Meridian Star

January 25, 2013

Tax Assessor's office open Saturday for homestead filings

By Terri Ferguson Smith /
The Meridian Star

MERIDIAN —     To make things more convenient for taxpayers, officials are opening the doors to the Lauderdale County Tax Assessor's office for extra hours starting Saturday.

    James Rainey, tax assessor, said the office will be open 8 a.m. until noon for taxpayers who need to file homestead exemption changes.

    The office will also be open on two other Saturdays; on Feb. 23 and on March 23.

    Knowing that some people have a hard time getting to the courthouse during Monday through Friday normal working hours, Rainey, who is serving the second year of his first four-year term as assessor, said he wants to make the office as accessible as possible to those who need to make changes to their homestead exemption status.

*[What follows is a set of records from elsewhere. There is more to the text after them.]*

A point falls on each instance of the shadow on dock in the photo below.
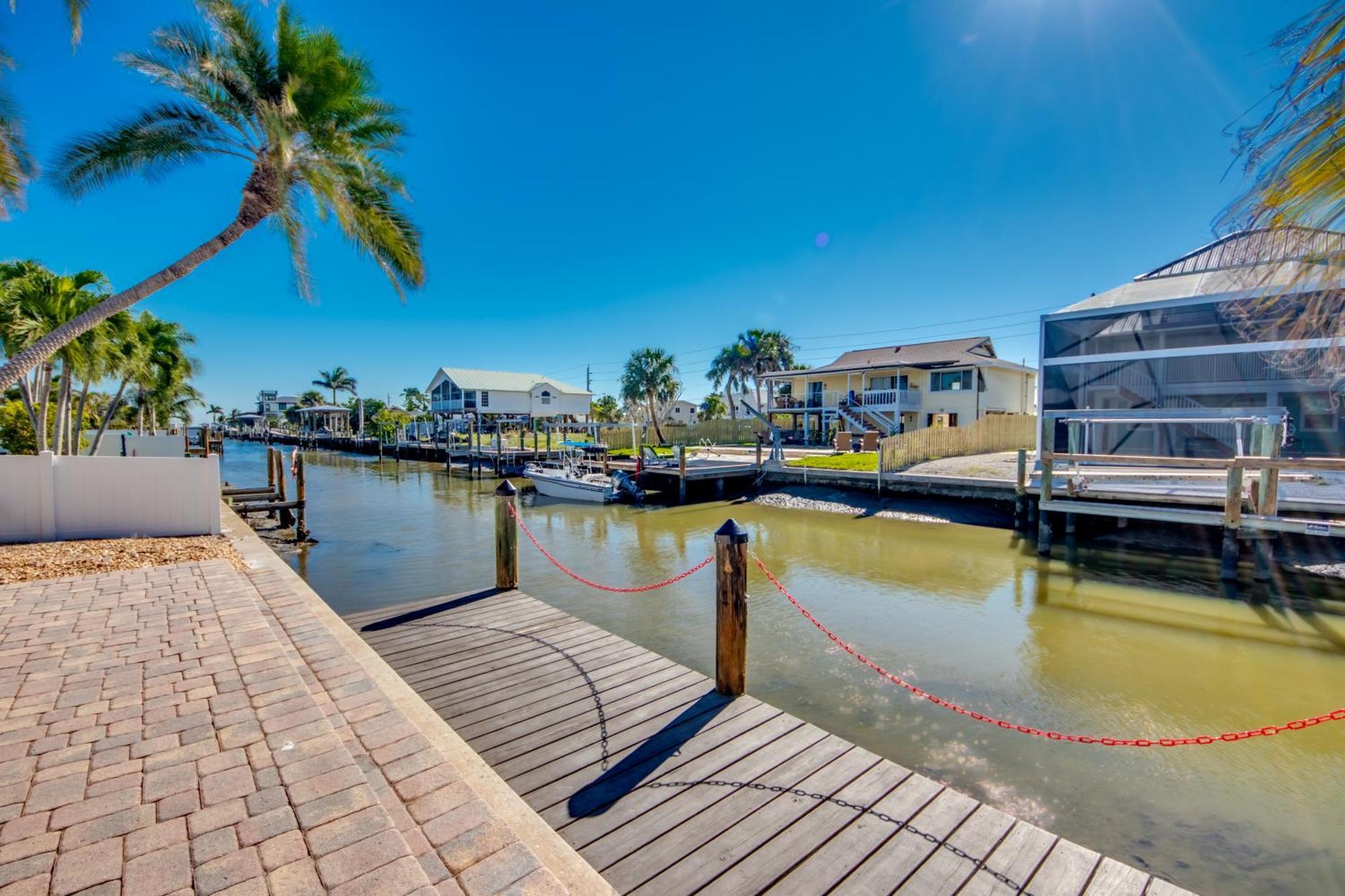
(626, 776)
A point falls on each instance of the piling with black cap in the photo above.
(731, 620)
(506, 537)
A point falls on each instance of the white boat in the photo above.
(570, 479)
(570, 483)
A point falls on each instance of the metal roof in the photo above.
(1253, 248)
(504, 381)
(977, 350)
(1249, 261)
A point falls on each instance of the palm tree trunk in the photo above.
(26, 393)
(107, 419)
(49, 374)
(258, 204)
(654, 417)
(63, 415)
(79, 431)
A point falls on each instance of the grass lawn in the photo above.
(863, 460)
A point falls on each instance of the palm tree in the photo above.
(650, 377)
(36, 302)
(714, 407)
(153, 357)
(337, 380)
(414, 399)
(767, 352)
(301, 111)
(731, 370)
(606, 409)
(1295, 159)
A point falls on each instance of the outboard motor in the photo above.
(626, 486)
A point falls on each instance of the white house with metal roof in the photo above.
(952, 382)
(459, 392)
(1221, 327)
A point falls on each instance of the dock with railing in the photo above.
(673, 782)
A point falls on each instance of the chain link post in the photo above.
(506, 537)
(731, 620)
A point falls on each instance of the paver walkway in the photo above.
(176, 731)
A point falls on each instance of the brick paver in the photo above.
(194, 729)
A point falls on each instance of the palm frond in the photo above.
(153, 143)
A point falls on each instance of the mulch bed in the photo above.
(59, 559)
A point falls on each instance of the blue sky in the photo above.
(594, 178)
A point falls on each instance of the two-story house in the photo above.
(462, 392)
(272, 404)
(895, 389)
(1247, 322)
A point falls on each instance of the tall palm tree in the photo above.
(337, 380)
(299, 111)
(650, 377)
(606, 409)
(1295, 159)
(731, 370)
(712, 408)
(34, 303)
(767, 352)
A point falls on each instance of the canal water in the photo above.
(1114, 645)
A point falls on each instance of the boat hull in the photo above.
(571, 489)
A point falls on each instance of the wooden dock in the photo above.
(665, 786)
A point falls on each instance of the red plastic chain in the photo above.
(1040, 732)
(594, 584)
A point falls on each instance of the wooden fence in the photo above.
(993, 432)
(720, 432)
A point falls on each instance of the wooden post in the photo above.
(287, 516)
(271, 475)
(731, 620)
(681, 474)
(302, 497)
(506, 537)
(1048, 471)
(1020, 490)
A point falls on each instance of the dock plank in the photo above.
(668, 787)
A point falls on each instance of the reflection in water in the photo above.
(1120, 643)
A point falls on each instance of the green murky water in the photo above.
(1116, 645)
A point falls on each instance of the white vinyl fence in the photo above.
(48, 498)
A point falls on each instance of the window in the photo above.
(950, 380)
(1319, 412)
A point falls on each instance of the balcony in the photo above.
(833, 399)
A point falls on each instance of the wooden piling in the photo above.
(1020, 491)
(1048, 471)
(681, 474)
(271, 475)
(731, 622)
(1233, 521)
(302, 497)
(506, 537)
(287, 516)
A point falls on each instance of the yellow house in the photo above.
(952, 382)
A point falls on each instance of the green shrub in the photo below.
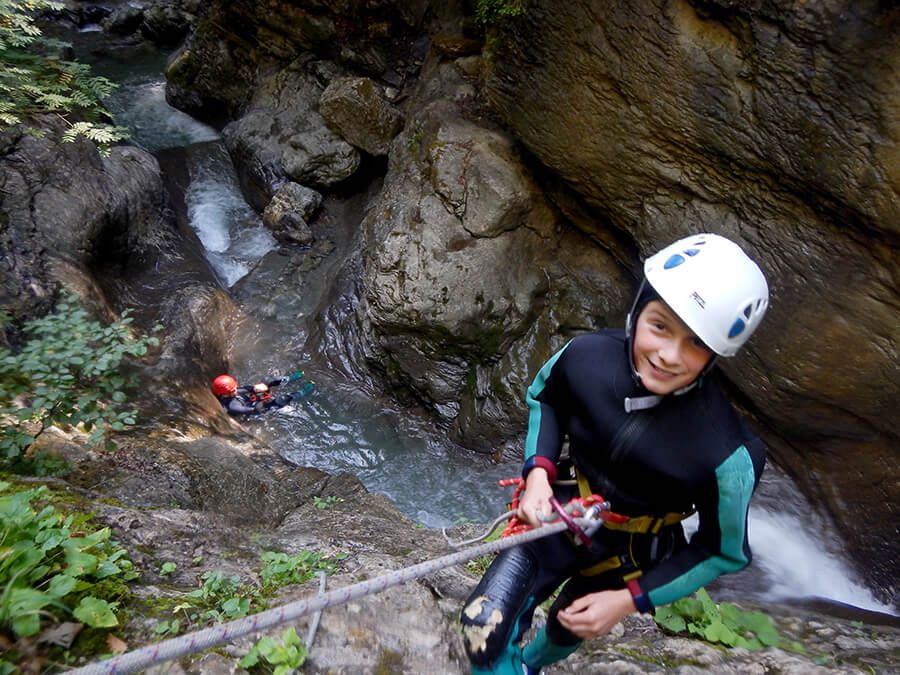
(724, 623)
(286, 655)
(489, 12)
(66, 374)
(52, 567)
(34, 80)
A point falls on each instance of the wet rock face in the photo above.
(282, 137)
(357, 110)
(66, 212)
(765, 124)
(462, 292)
(214, 74)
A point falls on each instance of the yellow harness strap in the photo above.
(635, 524)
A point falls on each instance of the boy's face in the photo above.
(667, 355)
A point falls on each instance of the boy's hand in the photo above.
(595, 614)
(536, 499)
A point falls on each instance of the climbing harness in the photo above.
(587, 518)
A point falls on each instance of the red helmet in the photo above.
(224, 385)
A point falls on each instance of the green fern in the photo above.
(34, 81)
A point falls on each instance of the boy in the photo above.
(257, 398)
(647, 432)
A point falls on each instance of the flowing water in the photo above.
(342, 428)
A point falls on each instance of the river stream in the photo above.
(341, 428)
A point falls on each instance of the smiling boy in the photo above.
(647, 431)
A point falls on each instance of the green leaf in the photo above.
(61, 585)
(26, 625)
(96, 613)
(669, 620)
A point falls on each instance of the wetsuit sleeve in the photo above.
(543, 441)
(720, 545)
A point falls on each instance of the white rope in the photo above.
(191, 643)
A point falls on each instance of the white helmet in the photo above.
(713, 286)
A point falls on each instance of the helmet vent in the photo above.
(673, 261)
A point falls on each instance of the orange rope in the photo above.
(515, 525)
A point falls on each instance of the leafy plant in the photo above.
(34, 79)
(49, 567)
(281, 569)
(724, 623)
(67, 374)
(223, 598)
(286, 656)
(488, 12)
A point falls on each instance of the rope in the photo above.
(314, 624)
(190, 643)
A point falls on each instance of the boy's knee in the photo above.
(485, 630)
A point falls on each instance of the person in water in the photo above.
(658, 440)
(253, 399)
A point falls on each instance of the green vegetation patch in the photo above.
(54, 568)
(723, 623)
(67, 374)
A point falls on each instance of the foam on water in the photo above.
(798, 565)
(231, 232)
(141, 106)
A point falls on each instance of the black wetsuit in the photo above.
(691, 451)
(248, 402)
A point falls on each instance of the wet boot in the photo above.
(542, 652)
(509, 663)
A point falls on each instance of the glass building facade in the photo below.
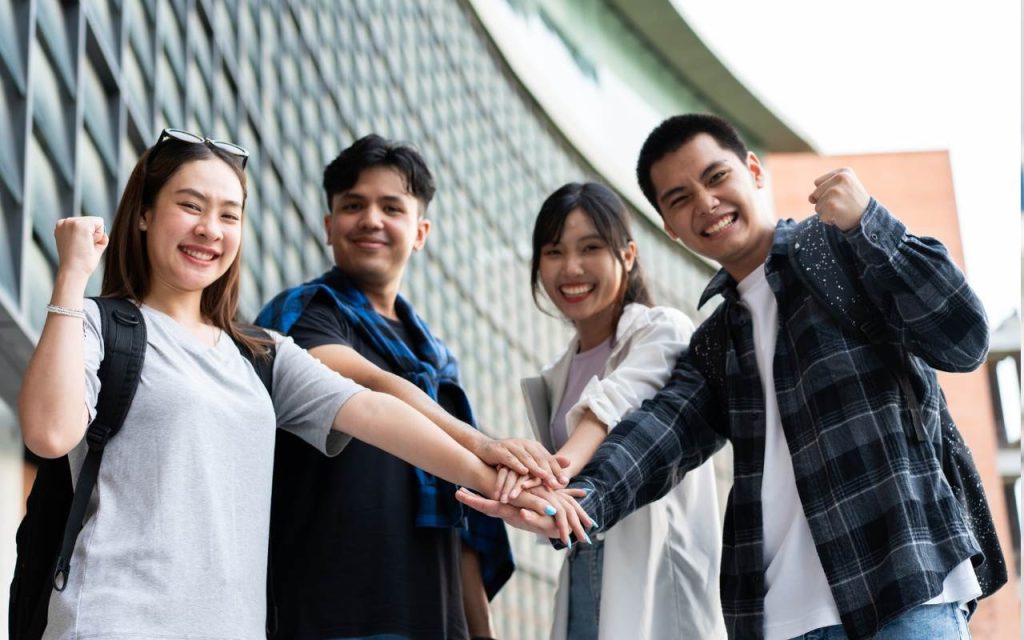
(86, 86)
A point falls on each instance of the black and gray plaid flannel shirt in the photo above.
(885, 523)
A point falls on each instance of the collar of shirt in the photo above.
(725, 285)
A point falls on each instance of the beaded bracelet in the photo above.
(62, 310)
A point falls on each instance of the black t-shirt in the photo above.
(348, 559)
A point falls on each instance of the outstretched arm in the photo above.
(524, 457)
(389, 424)
(642, 458)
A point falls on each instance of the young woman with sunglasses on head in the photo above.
(174, 543)
(654, 574)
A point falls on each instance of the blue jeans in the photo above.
(585, 590)
(935, 622)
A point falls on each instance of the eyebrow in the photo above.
(704, 176)
(201, 196)
(584, 239)
(357, 196)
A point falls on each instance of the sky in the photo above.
(893, 76)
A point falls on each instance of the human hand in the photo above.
(81, 242)
(524, 457)
(510, 484)
(514, 516)
(568, 517)
(840, 199)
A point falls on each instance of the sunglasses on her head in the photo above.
(186, 136)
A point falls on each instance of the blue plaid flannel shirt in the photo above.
(885, 523)
(430, 366)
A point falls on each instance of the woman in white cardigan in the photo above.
(654, 574)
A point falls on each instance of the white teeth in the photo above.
(577, 290)
(199, 255)
(721, 224)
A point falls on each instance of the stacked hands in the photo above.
(530, 492)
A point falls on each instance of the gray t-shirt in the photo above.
(175, 538)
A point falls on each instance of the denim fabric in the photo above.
(586, 562)
(935, 622)
(886, 525)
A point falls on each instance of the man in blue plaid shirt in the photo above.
(840, 524)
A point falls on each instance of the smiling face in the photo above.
(194, 228)
(582, 275)
(375, 226)
(708, 199)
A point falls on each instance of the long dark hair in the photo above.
(610, 219)
(126, 265)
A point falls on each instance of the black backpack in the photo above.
(826, 267)
(54, 512)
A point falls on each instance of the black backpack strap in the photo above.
(124, 350)
(262, 361)
(263, 365)
(825, 266)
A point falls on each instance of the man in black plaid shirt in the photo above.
(839, 524)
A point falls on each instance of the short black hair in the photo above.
(374, 151)
(677, 131)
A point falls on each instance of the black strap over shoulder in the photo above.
(263, 365)
(261, 361)
(124, 351)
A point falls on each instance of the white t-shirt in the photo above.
(175, 537)
(584, 366)
(798, 598)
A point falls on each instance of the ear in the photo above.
(754, 166)
(630, 256)
(422, 230)
(327, 227)
(668, 229)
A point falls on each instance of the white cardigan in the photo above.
(659, 578)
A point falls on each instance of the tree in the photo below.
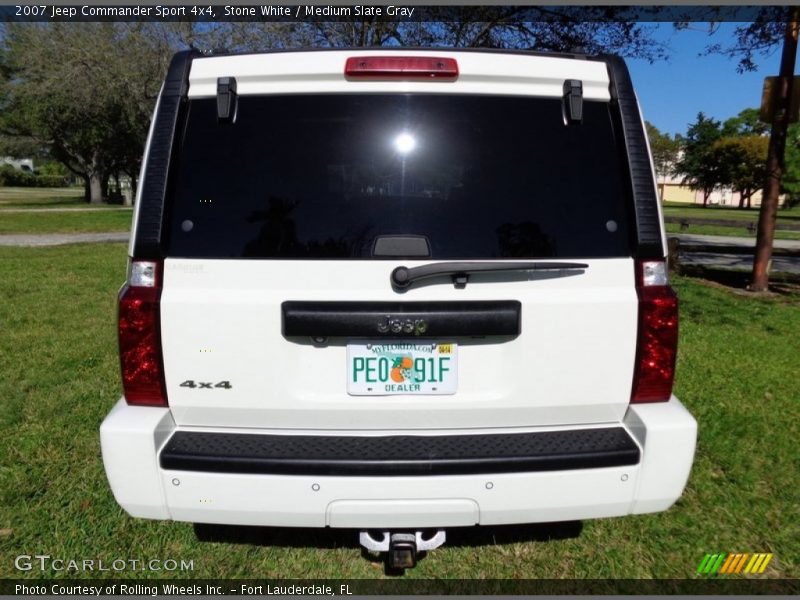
(740, 162)
(665, 151)
(747, 122)
(791, 173)
(84, 90)
(696, 164)
(773, 26)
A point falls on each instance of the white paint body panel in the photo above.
(570, 368)
(323, 73)
(665, 432)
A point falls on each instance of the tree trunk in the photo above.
(762, 261)
(96, 188)
(104, 183)
(87, 191)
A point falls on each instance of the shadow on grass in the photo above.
(65, 201)
(288, 537)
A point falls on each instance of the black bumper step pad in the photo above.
(399, 455)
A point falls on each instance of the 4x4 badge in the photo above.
(407, 326)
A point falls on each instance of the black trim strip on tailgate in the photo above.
(399, 455)
(369, 319)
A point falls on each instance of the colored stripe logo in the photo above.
(742, 562)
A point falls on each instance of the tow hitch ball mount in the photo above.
(401, 548)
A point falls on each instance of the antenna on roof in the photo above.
(226, 100)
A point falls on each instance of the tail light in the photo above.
(401, 67)
(657, 341)
(140, 336)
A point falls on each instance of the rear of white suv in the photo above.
(397, 290)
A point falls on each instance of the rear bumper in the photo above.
(647, 478)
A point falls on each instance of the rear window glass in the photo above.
(325, 176)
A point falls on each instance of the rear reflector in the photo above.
(401, 67)
(140, 336)
(657, 341)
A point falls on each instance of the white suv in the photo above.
(397, 290)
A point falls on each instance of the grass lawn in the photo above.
(729, 231)
(697, 211)
(13, 197)
(737, 374)
(65, 222)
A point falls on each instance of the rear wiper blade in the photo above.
(402, 277)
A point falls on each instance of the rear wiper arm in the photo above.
(402, 277)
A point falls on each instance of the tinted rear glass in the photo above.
(325, 176)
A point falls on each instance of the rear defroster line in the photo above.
(402, 277)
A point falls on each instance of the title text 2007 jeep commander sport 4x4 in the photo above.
(397, 290)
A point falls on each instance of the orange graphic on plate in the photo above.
(400, 364)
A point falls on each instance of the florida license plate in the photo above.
(385, 368)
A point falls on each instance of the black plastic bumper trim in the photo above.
(399, 455)
(371, 319)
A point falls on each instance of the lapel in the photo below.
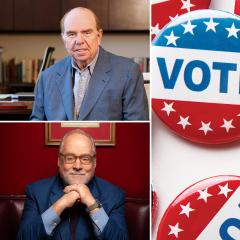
(65, 86)
(97, 83)
(56, 193)
(84, 228)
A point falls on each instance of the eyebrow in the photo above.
(83, 31)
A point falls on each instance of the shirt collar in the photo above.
(91, 64)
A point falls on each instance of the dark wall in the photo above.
(24, 157)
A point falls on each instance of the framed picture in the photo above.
(103, 133)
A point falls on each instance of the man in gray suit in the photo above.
(91, 83)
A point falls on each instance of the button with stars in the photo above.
(206, 210)
(195, 76)
(164, 11)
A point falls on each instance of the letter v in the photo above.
(169, 82)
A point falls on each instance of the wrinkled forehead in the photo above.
(79, 20)
(77, 142)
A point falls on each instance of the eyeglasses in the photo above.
(71, 158)
(73, 35)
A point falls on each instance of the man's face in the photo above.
(76, 172)
(81, 37)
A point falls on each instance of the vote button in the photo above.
(207, 210)
(195, 76)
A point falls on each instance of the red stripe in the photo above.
(237, 7)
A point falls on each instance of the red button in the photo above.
(207, 210)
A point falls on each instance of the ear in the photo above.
(63, 38)
(59, 161)
(100, 33)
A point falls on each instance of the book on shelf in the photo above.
(21, 71)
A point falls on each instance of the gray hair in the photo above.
(98, 23)
(80, 132)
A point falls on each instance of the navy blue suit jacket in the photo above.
(42, 194)
(115, 92)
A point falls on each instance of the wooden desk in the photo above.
(15, 110)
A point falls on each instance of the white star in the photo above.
(232, 31)
(155, 30)
(224, 190)
(168, 108)
(187, 5)
(205, 127)
(227, 124)
(211, 25)
(188, 27)
(175, 230)
(204, 195)
(171, 39)
(186, 209)
(173, 18)
(184, 122)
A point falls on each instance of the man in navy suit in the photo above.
(91, 83)
(74, 204)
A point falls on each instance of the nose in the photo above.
(79, 38)
(77, 165)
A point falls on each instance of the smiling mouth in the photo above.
(77, 174)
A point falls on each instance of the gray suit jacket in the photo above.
(115, 92)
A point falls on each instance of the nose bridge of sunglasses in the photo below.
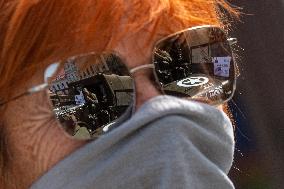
(90, 92)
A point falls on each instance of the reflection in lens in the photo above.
(89, 93)
(196, 64)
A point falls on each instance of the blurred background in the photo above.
(258, 105)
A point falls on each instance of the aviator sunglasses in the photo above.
(90, 92)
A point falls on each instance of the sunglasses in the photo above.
(89, 92)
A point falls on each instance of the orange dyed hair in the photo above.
(35, 33)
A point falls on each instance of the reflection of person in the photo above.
(167, 143)
(90, 97)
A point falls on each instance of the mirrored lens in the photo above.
(196, 64)
(89, 93)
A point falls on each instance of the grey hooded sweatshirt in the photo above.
(169, 143)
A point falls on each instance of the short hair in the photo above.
(34, 33)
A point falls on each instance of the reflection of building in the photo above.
(99, 65)
(59, 86)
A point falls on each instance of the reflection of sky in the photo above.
(50, 70)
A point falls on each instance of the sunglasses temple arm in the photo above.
(232, 41)
(145, 66)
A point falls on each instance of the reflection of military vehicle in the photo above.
(113, 93)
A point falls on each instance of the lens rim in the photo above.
(208, 27)
(93, 135)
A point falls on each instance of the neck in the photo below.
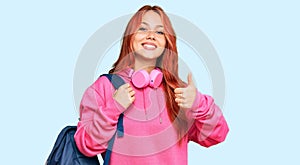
(146, 64)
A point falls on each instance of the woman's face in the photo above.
(149, 40)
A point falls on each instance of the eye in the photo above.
(142, 29)
(160, 32)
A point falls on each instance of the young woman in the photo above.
(161, 112)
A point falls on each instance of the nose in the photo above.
(150, 35)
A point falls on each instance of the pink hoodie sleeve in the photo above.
(209, 126)
(98, 118)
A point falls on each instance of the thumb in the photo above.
(190, 79)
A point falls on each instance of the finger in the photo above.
(124, 86)
(178, 90)
(131, 93)
(179, 101)
(190, 79)
(180, 96)
(132, 99)
(130, 89)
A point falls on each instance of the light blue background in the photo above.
(257, 42)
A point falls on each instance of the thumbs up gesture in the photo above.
(185, 97)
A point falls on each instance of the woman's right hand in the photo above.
(124, 95)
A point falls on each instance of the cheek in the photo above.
(136, 41)
(162, 43)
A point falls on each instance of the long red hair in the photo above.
(167, 62)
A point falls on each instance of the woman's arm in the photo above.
(99, 114)
(209, 125)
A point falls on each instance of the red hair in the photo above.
(167, 62)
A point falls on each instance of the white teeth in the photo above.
(147, 46)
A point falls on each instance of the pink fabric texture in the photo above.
(149, 136)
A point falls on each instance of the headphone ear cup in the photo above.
(140, 79)
(155, 78)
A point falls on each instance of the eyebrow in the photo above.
(157, 26)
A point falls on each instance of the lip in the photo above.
(149, 45)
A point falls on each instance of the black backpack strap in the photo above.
(116, 81)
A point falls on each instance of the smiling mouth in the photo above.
(149, 46)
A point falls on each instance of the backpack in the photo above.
(65, 151)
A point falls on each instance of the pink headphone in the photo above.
(141, 78)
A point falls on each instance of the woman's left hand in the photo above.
(185, 97)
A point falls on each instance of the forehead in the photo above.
(152, 18)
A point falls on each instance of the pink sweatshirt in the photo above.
(149, 136)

    "Senior citizens want to manage their own affairs," Rainey said. "This will just make it more convenient for those who need to get a family member to bring them to the courthouse."

    Many people do not know that they can apply for a Homestead Exemption, Rainey said. People who own their own homes can apply for an exemption for the house in which they live. That is an exemption of up to $300, a figure which is set by the Mississippi Legislature.

    One hundred percent disabled people who meet certain requirements and have the proper documentation, may apply, and people over the age of 65 qualify for an exemption.

    "I'm trying to do everything I can to promote everybody knowing about it," Rainey said.

    If there are no changes to a person's homestead status, it is not necessary for them to visit the Tax Assessor's office. However, any change in a deed or a change in marital status, such as the death of a spouse, does mean that the person should go to the tax office and make the changes.

    "When a person turns 65 or becomes disabled, they need to come in to file," Rainey said.

    Any change in the deed to the property, such as a life estate or a trust, will trigger the system to reject the exemption, Rainey said, so any of those changes will need to be brought to the tax assessor's office.

    "What I've noticed in this office, probably the biggest concern is an elderly person who goes to change a deed and they don't understand that. It kicks their homestead (exemption) out. It automatically rejects it. That means they have to come in and file again. If they don't they lose that year until they re-file."

    Changes that would warrant a visit to the office include:

    Purchased a new home in 2012,

    First time filing for over 65 or for persons with a disability,

    New deed put on the record,

    Change in marital status,

    Change in use of property,

    Change in property description (bought, sold or gave part of land away),

    Homestead denied the previous year, or

    Change in occupancy of the home.